Franco-British artist

Seb Toussaint is a Franco-British artist and muralist born in Caen in 1988.

Coming from the ultra scene, he is mainly known for his street-art project Share the Word.

As part of this project, he has produced more than 250 murals representing words proposed by inhabitants of different countries. These words also serve as the basis for his work on canvas.

== Life and career ==
Born in Normandy to a French father and a British mother, Seb Toussaint made his first creations as a teenager with the Malherbe Normandy Kop (creation of tifos, banners and fan merchandise), a group of supporters of football supporters from his hometown. At the same time, he started to paint graffiti in the streets of his region.

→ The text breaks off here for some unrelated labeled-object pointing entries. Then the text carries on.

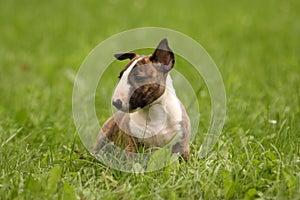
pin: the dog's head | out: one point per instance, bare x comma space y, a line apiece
143, 80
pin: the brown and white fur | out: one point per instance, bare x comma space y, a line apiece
149, 112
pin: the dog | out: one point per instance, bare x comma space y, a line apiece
149, 113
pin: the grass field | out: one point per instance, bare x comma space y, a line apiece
256, 45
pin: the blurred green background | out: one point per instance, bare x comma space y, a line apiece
256, 46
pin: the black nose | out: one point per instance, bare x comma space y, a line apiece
117, 104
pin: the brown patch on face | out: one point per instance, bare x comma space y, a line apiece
147, 83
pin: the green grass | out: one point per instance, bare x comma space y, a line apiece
256, 47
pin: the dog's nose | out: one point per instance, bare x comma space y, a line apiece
117, 104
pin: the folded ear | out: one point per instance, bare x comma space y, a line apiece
164, 55
123, 56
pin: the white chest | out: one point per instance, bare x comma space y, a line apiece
160, 122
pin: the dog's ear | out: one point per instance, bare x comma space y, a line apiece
164, 55
123, 56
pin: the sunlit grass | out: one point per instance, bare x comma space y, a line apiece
256, 47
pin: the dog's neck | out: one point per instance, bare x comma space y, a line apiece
163, 112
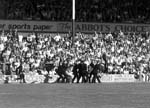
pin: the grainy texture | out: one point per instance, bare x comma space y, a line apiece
118, 95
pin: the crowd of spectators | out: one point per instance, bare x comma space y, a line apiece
125, 53
132, 11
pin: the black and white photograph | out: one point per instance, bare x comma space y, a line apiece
74, 53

In 2011 and 2012, he cycled around the world with two childhood friends and took the opportunity to perfect his art on the walls of the countries he visited. This trip gave him the idea to create Share the Word Project.

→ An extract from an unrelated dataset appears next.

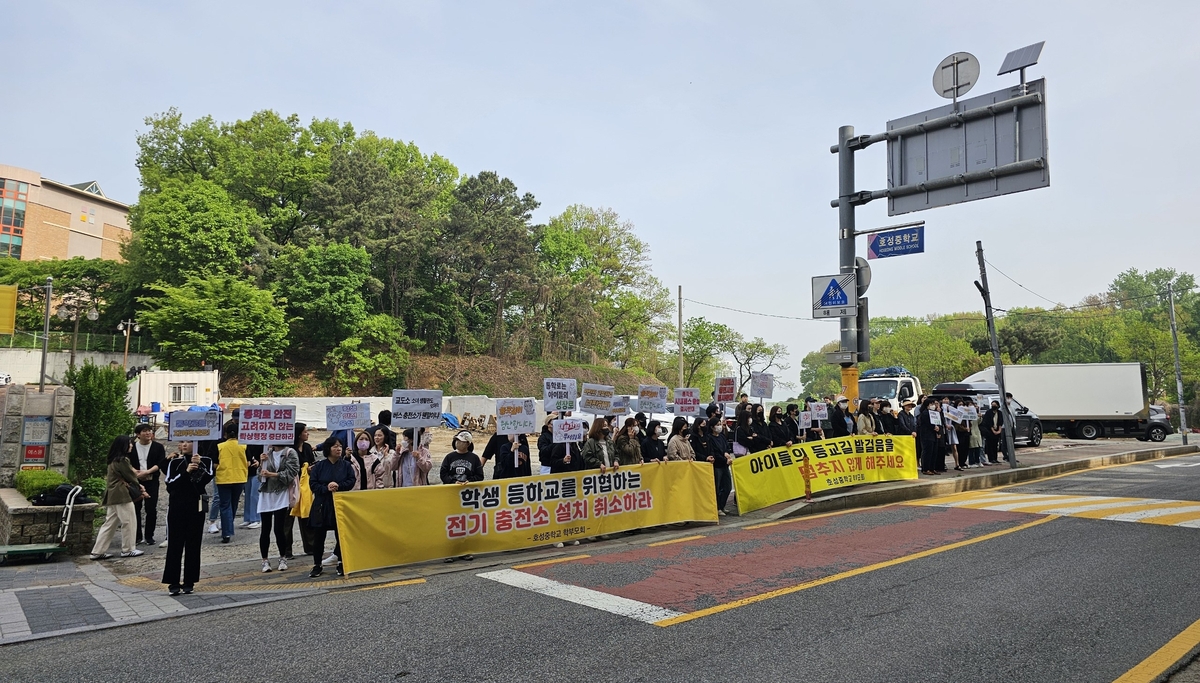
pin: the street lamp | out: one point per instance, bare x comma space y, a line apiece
69, 312
127, 327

In 2023, he joined the collections of the Museum of Impressionism in Giverny.

== Share the Word Project ==
In 2013, he created Outsiders Krew, an art collective with Norman photographer Spag Bertin and started Share the Word Project.

During each episode of this project, Seb Toussaint spends a month in a marginalized community (slums, favelas, refugee camps, etc.) and asks the inhabitants to choose words which he then paints on their houses. The murals produced then serve as a support to tell the stories of these anonymous people and their neighborhoods.

=== Project host countries ===
(From 2013 to today; the city and district of residence are listed in parentheses)

- Indonesia (Jakarta / Kampung Bayur)
- Kenya (Nairobi / Mukuru Kayaba)
- Nepal (Katmandu / Baisinghat)
- Normandy (Caen / La Presqu'île)
- Colombia (Bogotà / Mariscal Sucre)
- Egypt (Cairo / Mazarita)
- Philippines (Manila / Gagalangin)
- Ethiopia (Addis Ababa / Lideta)
- France (Calais / La Jungle)

- Brazil (Rio de Janeiro / Santo Amaro)
- India (Mumbai / Phule Nagar)
- Iraq (Kawergosk / Refugee Camp)
- Niger (Niamey / Kombo)
- Palestine (Nablus / Balata)
- France (Nanterre / Bidonville Rom)
- Uganda (Nakivale / New Congo)
- Ivory Coast (Abidjan / Le Trou)
- Mayotte (Ongojou)

- Venezuela (Caracas / Petare)
- Italy (Sicily / Favara)
- Kyrgyzstan (Bishkek / Zavodskoy Poselok)
- Mauritania (Nouakchott / Zaatar)
- El Salvador (San Salvador / Las Palmas)
- Thailand (Bangkok / Phra Chen)
- Zambia (Lusaka / Bauleni)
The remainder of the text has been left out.